Well over a decade ago, I didn't understand why Lowe's Cos. started its in-your-face competition with The Home Depot--literally building across the street from the big orange behemoth in market after market.
At the time it seemed risky, expensive, and destined to fail. Home Depot was marching into new markets at blitzkrieg speed, obliterating or absorbing local lumber yards, hardware stores, and nurseries in its path. What was this bold, yappy little competitor doing challenging its invasion?
Shows what I know. It turns out that--as is the case with fast food giants Burger King and McDonald's, which are also often neighbors--there was plenty of market to share. During the boom years, both companies continued their cross-country and--in Home Depot's case--cross-continental market grab.
But now, with a slowdown in the new-home market as well as the general economy, both companies recently reported decreases in sales and earnings. Home Depot's first quarter sales shrunk 3.4% year-over-year. Lowe's reported a 1.3% decline in its first quarter compared to '07.
Both companies reported comparable store sales declines, at 6.5% for The Depot and 8.4% for Lowe's. Home Depot even announced it was closing 15 stores and pulling 50 out of its future growth pipeline.
Despite those numbers, the ever-plucky Lowe's sees opportunity in the slowdown. "In an environment where the market is shrinking, our goal remains to get a bigger share of the pie," said chairman and CEO Robert A. Niblock. "We continued to capture market share in the first quarter." Niblock happily reported that an independent source had verified a 70 basis point jump in Lowe's total store unit market share.
Lowe's reputedly better service has put enough of a hurt on Home Depot to cause that company to beef up its sales force with more experienced personnel, adding more than 2,500 "master trade specialists" to its stores. It is also starting to incentivize hourly employees based on store performance.
As a regular at both stores, I can't say I've noticed much of a difference in the quantity of indifference over at Home Depot. And at Lowe's the other day, the paint guy ignored me for five minutes before I barred his exit from the paint mixing area, forcing him to listen to my question. His answer, of course, was wrong.
I do, however, now better understand why the co-location thing works for the two companies. Probably 50% of the time, I end up going to both stores for one project. Sometimes it's because one store doesn't exactly have what I want or need. Other times, on larger purchases, I comparison shop both stores. Neither one consistently wins my business. On the other hand, I usually buy something I didn't intend to at each store, thus enriching them each equally--and more than if I'd only visited one.
While both companies say they are working to improve customer service for people like me, I think Home Depot is still missing out on improving service to a sizeable chunk of its business: commercial customers.
I've heard tales of contractors and subcontractors waiting a dozen deep to get service in the early morning at Home Depot, and those guys don't have the time to shop both places daily.

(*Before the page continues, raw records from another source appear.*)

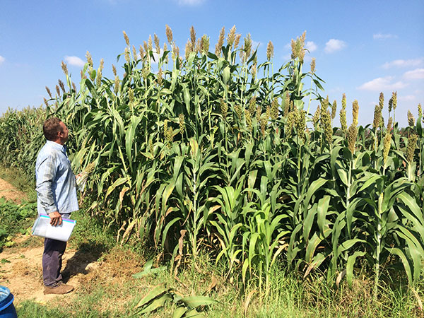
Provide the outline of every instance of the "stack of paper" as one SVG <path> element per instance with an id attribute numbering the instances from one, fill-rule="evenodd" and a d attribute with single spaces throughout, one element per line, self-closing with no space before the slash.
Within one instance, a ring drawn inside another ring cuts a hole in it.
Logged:
<path id="1" fill-rule="evenodd" d="M 52 226 L 50 217 L 40 214 L 33 226 L 33 235 L 67 242 L 75 226 L 75 220 L 62 218 L 62 221 L 60 225 Z"/>

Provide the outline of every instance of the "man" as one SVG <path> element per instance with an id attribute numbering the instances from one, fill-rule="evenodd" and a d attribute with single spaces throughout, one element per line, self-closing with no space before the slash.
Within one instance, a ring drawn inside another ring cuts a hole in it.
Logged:
<path id="1" fill-rule="evenodd" d="M 79 209 L 76 182 L 64 146 L 68 128 L 58 118 L 47 119 L 42 126 L 46 143 L 35 163 L 37 206 L 39 214 L 48 214 L 52 226 L 60 225 L 62 218 Z M 73 287 L 62 282 L 60 273 L 66 242 L 45 239 L 42 254 L 42 278 L 45 294 L 66 294 Z"/>

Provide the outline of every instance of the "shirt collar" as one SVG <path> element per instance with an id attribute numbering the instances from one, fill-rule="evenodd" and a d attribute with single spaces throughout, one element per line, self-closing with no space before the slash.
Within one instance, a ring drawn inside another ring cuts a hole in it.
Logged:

But one day, they're going to get fed up and go to the new Lowe's across the street or maybe even some local lumber yard smart enough to treat them like the valuable customers they are.
Just by virtue of its DNA, Lowe's might have the advantage here. The Home Depot was really devised as a Walmart of sorts for homeowners, while Lowe's has its roots as a hardware store and contractor supplier.
Since Home Depot sold off its HD Supply arm last year, it has emphasized a couple of initiatives for what it calls its "pro customers," including a "bid room" available at all its stores that offers quotes on large orders--usually within 24 hours. The purpose is to leverage the company's buying power to get better prices for commercial customers. The company also offers to deliver large orders directly to the job site.
Whatever Lowe's is doing for its professional customers seems to be working. The company reported in its annual report that comparable store sales and sales growth in its business customer sales category outpaced the company average.
"Our efforts to build relationships and serve the needs of repair/remodelers, property maintenance professionals, and professional tradespeople continue to drive results," the report said. "We feel that our continued focus on the categories of this initiative that have the greatest opportunity will produce growth."
In a considerably challenged business environment, I'd think the smart home improvement big box store would be looking to gain market share everywhere. And commercial customers are going to buy more than the window-washing gadget I bonded with while waiting out the paint guy at Lowe's.
Hmm, maybe that slow customer service thing IS an effective business strategy after all.